In a practical sense, during my third year of law school, when it became clear that going back to California simply wasn’t an option, I had pressed Andrew to take a job in New York…and then the balls were quickly set in motion. “Mommy” got her way; Meredith got hers; and perhaps Andrew was the one who never had any say.
I always thought I’d followed; maybe I had led.
So I came by chance; I came by choice; I came by rented truck and red Volvo station wagon. I came for good. At least, I think.
How have I been here so long?
I have been a fiancee here; a wife; a student; a lawyer; a patient; a divorcee. My first year in the city, I timed my walks by New York City songs; exiting the subway at Bleecker Street to walk to NYU…the walk was longer than it needed to be, but I wanted to play the song over and over in my headphones. After fighting with my husband: Don’t Sleep in the Subway. When I didn’t think I’d make it through that first year, and I didn’t know where else to go: New York’s Not My Home. Learning to love the city; going to Yankee games and pretending to be a fan: New York, New York. And then, old songs; new songs. Cresting the Verazzanno Bridge during my first marathon: Empire State of Mind.
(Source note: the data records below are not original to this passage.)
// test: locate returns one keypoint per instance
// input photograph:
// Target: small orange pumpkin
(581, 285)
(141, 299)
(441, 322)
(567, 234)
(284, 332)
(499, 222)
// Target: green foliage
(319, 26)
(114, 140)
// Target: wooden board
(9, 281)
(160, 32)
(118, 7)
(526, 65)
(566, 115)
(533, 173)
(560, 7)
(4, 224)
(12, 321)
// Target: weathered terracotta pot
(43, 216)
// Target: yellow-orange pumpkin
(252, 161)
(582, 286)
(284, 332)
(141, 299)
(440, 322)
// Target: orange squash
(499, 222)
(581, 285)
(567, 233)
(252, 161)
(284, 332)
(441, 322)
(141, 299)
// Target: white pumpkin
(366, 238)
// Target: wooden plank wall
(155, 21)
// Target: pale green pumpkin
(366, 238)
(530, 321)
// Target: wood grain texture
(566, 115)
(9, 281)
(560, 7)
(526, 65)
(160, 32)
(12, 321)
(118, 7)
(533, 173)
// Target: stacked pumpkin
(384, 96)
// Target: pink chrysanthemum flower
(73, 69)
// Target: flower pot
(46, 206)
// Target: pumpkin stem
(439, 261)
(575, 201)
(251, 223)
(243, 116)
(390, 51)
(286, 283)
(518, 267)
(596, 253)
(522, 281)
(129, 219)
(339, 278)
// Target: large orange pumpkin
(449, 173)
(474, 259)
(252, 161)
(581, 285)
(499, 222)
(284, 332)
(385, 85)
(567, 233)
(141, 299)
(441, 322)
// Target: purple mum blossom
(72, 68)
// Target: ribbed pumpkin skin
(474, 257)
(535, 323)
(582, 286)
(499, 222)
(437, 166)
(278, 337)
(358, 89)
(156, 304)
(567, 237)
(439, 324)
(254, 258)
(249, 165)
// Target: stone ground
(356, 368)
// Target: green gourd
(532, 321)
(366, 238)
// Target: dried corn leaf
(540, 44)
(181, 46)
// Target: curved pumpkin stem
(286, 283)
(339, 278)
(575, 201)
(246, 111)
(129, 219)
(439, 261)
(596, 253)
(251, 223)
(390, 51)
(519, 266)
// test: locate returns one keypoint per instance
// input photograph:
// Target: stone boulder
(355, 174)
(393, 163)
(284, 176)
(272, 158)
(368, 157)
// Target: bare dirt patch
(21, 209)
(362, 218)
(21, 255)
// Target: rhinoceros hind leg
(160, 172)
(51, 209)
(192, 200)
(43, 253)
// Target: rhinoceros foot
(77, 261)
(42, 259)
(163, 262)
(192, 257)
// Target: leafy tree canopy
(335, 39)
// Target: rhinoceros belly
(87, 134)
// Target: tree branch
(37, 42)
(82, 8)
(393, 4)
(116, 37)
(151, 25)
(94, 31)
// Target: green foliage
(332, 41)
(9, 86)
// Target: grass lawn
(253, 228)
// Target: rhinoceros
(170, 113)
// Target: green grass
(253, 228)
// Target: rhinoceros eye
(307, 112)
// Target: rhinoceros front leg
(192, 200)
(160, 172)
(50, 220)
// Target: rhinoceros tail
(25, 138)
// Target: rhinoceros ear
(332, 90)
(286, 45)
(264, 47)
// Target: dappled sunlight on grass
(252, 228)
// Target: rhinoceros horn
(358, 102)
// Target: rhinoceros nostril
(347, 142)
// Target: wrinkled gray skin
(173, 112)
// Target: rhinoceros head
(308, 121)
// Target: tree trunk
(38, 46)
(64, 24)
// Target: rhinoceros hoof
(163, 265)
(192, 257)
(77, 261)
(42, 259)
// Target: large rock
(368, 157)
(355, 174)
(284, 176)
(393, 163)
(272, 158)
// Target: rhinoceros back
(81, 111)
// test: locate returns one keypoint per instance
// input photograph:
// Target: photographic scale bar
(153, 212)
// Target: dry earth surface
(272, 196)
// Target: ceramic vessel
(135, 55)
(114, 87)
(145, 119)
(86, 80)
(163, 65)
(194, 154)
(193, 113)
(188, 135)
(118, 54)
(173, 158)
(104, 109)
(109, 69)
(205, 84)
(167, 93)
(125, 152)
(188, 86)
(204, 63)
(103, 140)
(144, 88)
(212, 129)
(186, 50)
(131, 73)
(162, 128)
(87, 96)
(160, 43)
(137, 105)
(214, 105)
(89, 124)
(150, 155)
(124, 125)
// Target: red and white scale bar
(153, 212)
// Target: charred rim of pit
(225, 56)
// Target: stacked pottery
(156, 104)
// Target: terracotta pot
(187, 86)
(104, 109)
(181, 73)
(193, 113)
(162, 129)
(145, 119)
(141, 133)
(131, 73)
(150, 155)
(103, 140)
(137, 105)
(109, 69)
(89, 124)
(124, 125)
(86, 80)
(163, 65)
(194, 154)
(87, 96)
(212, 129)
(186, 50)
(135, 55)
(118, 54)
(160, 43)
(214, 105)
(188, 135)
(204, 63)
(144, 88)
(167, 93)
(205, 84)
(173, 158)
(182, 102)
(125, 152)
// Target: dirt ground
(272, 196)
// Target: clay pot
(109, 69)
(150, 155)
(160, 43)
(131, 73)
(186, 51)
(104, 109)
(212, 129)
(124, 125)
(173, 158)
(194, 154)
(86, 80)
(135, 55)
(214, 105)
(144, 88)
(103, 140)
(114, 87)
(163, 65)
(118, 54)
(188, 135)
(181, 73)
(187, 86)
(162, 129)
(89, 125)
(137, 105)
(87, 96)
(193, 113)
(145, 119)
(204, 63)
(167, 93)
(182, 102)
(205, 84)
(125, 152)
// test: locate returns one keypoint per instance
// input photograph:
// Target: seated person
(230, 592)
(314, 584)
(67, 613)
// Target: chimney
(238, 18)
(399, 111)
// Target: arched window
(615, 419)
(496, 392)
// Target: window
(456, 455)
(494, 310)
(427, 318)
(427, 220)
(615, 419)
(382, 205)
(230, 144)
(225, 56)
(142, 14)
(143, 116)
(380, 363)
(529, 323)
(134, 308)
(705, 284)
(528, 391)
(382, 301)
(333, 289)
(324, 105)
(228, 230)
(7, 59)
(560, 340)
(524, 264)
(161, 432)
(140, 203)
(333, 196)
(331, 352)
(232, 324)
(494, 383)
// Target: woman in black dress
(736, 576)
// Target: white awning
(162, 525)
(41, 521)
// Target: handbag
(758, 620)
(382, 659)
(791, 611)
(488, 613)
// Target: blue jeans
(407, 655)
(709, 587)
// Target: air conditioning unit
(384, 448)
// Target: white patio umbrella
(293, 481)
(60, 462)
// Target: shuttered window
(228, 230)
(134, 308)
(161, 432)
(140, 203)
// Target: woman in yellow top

The Year the World Fell Apart and I traveled between here, there, and everywhere, the only constant in my life was New York. I have never been so homesick for a place as I was for here: the stench of summer garbage; the sicky-sweet smell of streets after a rain; the sneezy scent of New York City trees in Fall.
And then, home.
Living in this city is a constant adventure — one of late nights into early mornings; one of buzzy parties in dark rooms, champagne till dawn; one of sitting through feelings of heartache and doom; one of showing up in quiet rooms; one of excitement and joy and thrilling to the unknown.
Living in New York is hard. Every day is a choice, and rarely is it an easy one. But when you are spent, broken; when the day or week or month has given you more than you can handle, you find you are walking down Second Avenue behind a woman trilling, “Alleluia,” and that is all you need in that moment to remember that the city won’t forsake you.